Alors que Philipp Hildebrand souligne la nécessité existentielle pour nous de savoir comment nous défendrons encore nos intérêts en 2040, il est légitime de chercher des éléments de réponses auprès du DFAE, qui doit ou devrait être en pointe dans l’élaboration de stratégies d’avenir. Quel diagnostic pose-t-il, quelles visions envisage-t-il à cet horizon, quels objectifs a-t-il pour la Suisse? Quelles stratégies propose-t-il pour les atteindre? Paradoxalement, alors que notre ministère des affaires étrangères croule sous les visions et les stratégies en tout genre, on a rarement eu autant l’impression qu’il reste hors-sol, sans prise sur la réalité.

La situation du DFAE n’est pas simple: alors qu’il devrait répéter sans relâche l’importance de consolider nos relations institutionnelles dans notre matrice naturelle, l’Europe, on sent sa frilosité européenne qui l’amène à se multiplier dans des opérations de diversion qui ont peu ou prou à faire avec une vraie stratégie de défense de nos intérêts. Avoir une stratégie pour l’Afrique subsaharienne, pour la région MENA, l’Asie, l’Amérique du Sud, voire la lune ou Mars, est bel et bon, mais cela remplace-t-il l’essentiel qui reste la consolidation de nos relations avec l’UE ? Nous devons en effet devenir des Européens faute de quoi nous continuerons notre périple solitaire qui nous conduira nulle part!

L’échec de Philipp Hildebrand n’est pas le seul qui souligne notre perte d’influence. Récemment, dans un domaine qui fait partie du cœur de la diplomatie, la Suisse n’a pas été capable de faire renommer notre excellent candidat, Thomas Greminger, au poste de Secrétaire général de l’OSCE. Toutes les nominations récentes à des fonctions importantes dans le cadre des Nations Unies, dont la Suisse peut être fière, comme celle de notre compatriote, Christine Schraner Burgener, comme Envoyée spéciale pour le Myanmar, ou Mirko Manzoni, comme Envoyé personnel du SG des Nations Unies pour le Mozambique, l’ont été sans aucune intervention du DFAE ou de la Suisse officielle qui les ont apprises après coup.

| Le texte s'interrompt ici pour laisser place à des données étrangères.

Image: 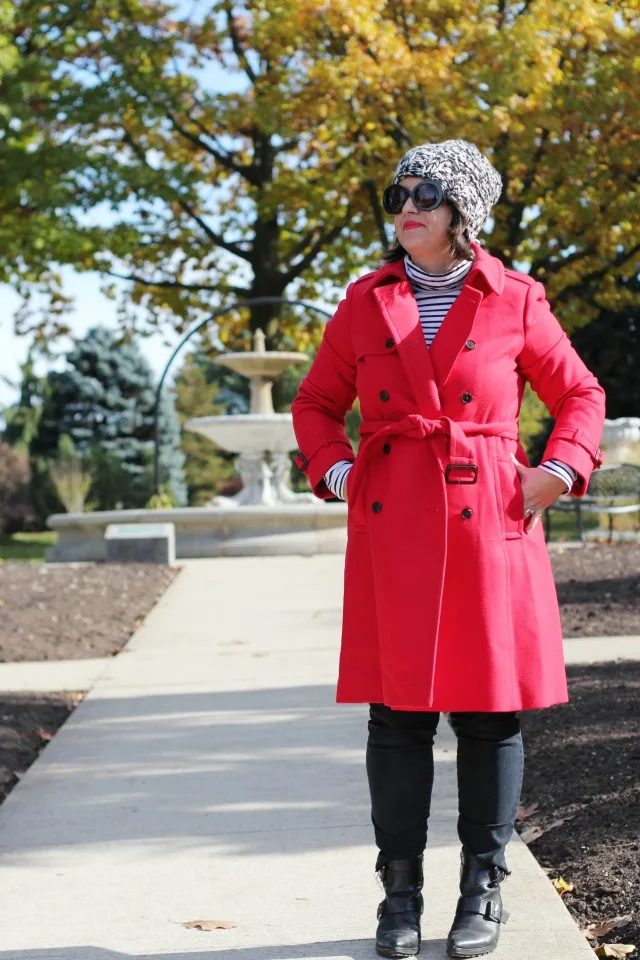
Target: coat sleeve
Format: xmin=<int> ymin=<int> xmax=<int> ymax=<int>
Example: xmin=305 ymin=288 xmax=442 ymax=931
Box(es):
xmin=518 ymin=281 xmax=605 ymax=497
xmin=291 ymin=284 xmax=356 ymax=500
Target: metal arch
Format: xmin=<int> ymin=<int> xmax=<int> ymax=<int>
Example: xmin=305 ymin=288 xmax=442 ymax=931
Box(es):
xmin=153 ymin=297 xmax=333 ymax=494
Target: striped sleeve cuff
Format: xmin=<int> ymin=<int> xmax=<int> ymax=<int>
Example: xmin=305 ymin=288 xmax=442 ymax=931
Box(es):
xmin=540 ymin=460 xmax=578 ymax=493
xmin=324 ymin=460 xmax=353 ymax=500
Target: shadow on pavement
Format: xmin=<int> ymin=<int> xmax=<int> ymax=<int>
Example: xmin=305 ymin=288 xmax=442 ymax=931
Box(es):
xmin=0 ymin=685 xmax=380 ymax=863
xmin=0 ymin=939 xmax=452 ymax=960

Philipp Hildebrand, qui n’ignore rien des difficultés de notre politique européenne et qui ne semble guère se faire d’illusions sur les chances que nous trouvions dans un avenir rapproché une solution satisfaisante, propose que la Suisse s’inspire de l’exemple de Singapour. Nous doter d’un fond souverain pour nous permettre de gagner en influence grâce à une diplomatie financière active est une alternative envisageable.

C’est comme si nous nous trouvions à la croisée des chemins ou que que nous nous en approchions: soit nous clarifions nos relations avec l’UE et nous les pérennisons soit nous nous dotons des énormes moyens financiers qui nous permettraient de devenir le Singapour de l’Europe. Une option par contre pourrait se fermer comme une fenêtre que la tempête claquerait: celle de la navigation à vue avec laquelle nous avons réussi jusqu’ici à optimiser les gains et à réduire les risques. Celle de l’insignifiance symbolisée par la photo de notre ministre des affaires étrangères ci-dessus, qui trône au milieu de la “Swissminiatur” à Melide!

De quoi aurons-nous le courage, de faire un pas politique conséquent en direction de l’UE ou de défaire les cordons de la bourse pour financer notre influence dans une démarche solitaire? Le genre de décisions douloureuses que les Suisses généralement détestent mais sur lesquelles nous ne pourrons pas faire l’impasse. Si l’échec de Philipp Hildebrand aura servi à clarifier nos enjeux d’avenir il n’aura pas été vain.